Example Say there are 2 complex numbers $z=a+b\text i$ and $w=-a-b\text i$. Then, $$\operatorname{Arg}(w)=\arctan\Big( \frac {-b}{-a} \Big )= \arctan\Big( \frac {b}{a} \Big )= \operatorname{Arg}(z)$$
which is just preposterous. It suggests that $w$, which lies on the third quadrant on the Argand Diagram, has the same argument as a complex number ($z$) which in the first quadrant. To correct this issue, we'll have to put forth some simple conditions. As we just saw, one of them could go something like: $\text{ if } a,b<0 \text{ then } \operatorname{Arg}(z)=\theta -\pi$
Here is a list of conditions for computing the Argument (This has already been mentioned in one of the answers above and I am just re-posting it here). Once you get a intuitive feel for this, it should come to you naturally.
$\varphi = \arg(z) =
\begin{cases}
\theta & \mbox{if } x > 0 \\
\theta + \pi & \mbox{if } x < 0 \mbox{ and } y \ge 0\\
\theta - \pi & \mbox{if } x < 0 \mbox{ and } y < 0\\
\frac{\pi}{2} & \mbox{if } x = 0 \mbox{ and } y > 0\\
-\frac{\pi}{2} & \mbox{if } x = 0 \mbox{ and } y < 0\\
\mbox{indeterminate } & \mbox{if } x = 0 \mbox{ and } y = 0.
\end{cases}$
Alternatively, you can use the fact that $|z| \sin \theta= b$ (or, $|z| \cos \theta= a$) and then solve for $\theta$. However, you might still have to make last minute amendments (like we did earlier) to come up with the correct answer.

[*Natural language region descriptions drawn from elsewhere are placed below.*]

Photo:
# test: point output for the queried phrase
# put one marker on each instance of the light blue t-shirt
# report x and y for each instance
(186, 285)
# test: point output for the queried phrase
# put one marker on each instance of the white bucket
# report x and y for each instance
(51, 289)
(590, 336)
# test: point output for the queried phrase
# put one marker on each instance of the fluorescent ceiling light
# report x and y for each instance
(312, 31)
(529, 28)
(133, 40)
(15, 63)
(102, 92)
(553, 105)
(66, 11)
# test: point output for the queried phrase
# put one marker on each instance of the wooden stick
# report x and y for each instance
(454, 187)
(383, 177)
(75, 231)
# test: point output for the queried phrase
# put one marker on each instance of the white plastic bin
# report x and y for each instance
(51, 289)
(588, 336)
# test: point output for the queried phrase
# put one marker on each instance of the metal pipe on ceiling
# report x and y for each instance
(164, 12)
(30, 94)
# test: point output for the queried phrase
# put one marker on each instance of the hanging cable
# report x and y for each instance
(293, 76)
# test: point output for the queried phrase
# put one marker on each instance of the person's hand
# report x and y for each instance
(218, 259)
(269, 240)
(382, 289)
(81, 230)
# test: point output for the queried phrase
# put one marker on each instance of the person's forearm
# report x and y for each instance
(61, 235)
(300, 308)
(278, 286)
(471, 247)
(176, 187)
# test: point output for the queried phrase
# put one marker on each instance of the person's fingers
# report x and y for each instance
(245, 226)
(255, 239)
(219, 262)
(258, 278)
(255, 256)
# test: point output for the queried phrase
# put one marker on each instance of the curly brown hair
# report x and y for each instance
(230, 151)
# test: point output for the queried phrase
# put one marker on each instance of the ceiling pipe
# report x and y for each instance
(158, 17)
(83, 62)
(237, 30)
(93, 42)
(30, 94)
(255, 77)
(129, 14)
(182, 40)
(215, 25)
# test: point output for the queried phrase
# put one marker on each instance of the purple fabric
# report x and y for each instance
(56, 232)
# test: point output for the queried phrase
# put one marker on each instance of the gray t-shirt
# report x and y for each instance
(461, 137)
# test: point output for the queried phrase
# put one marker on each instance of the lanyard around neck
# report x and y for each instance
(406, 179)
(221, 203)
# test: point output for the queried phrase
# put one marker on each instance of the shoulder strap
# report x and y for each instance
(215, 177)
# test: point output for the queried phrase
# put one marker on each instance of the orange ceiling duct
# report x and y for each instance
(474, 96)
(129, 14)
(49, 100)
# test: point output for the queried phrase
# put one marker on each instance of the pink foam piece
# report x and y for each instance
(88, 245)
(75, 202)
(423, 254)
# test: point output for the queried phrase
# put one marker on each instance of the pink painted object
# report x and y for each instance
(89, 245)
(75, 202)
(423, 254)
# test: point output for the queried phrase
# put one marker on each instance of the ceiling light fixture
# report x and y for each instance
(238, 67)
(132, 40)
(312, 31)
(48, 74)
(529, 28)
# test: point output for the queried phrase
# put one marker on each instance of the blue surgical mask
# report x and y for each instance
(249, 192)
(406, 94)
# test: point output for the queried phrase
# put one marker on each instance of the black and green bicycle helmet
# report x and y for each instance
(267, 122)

So this is not the shorter of the two methods.
Solution 2:
Note that the "answer" $arctan(y/x)$ is just wrong. To see it check out the example $-1-i$: $\arctan(-1/-1) = 45°$ but correct would be $225°$. And this is not just a problem with the definition of the range of the argument.
The correct answer is given by Wikipedia:
$\varphi = \arg(z) = \begin{cases} \arctan(\frac{y}{x}) & \mbox{if } x > 0 \\ \arctan(\frac{y}{x}) + \pi & \mbox{if } x < 0 \mbox{ and } y \ge 0\\ \arctan(\frac{y}{x}) - \pi & \mbox{if } x < 0 \mbox{ and } y < 0\\ \frac{\pi}{2} & \mbox{if } x = 0 \mbox{ and } y > 0\\ -\frac{\pi}{2} & \mbox{if } x = 0 \mbox{ and } y < 0\\ \mbox{indeterminate } & \mbox{if } x = 0 \mbox{ and } y = 0. \end{cases}$
Because of that many programming languages have the function $\operatorname{atan2}(y,x)$ which gives the above correct argument for $x+iy$.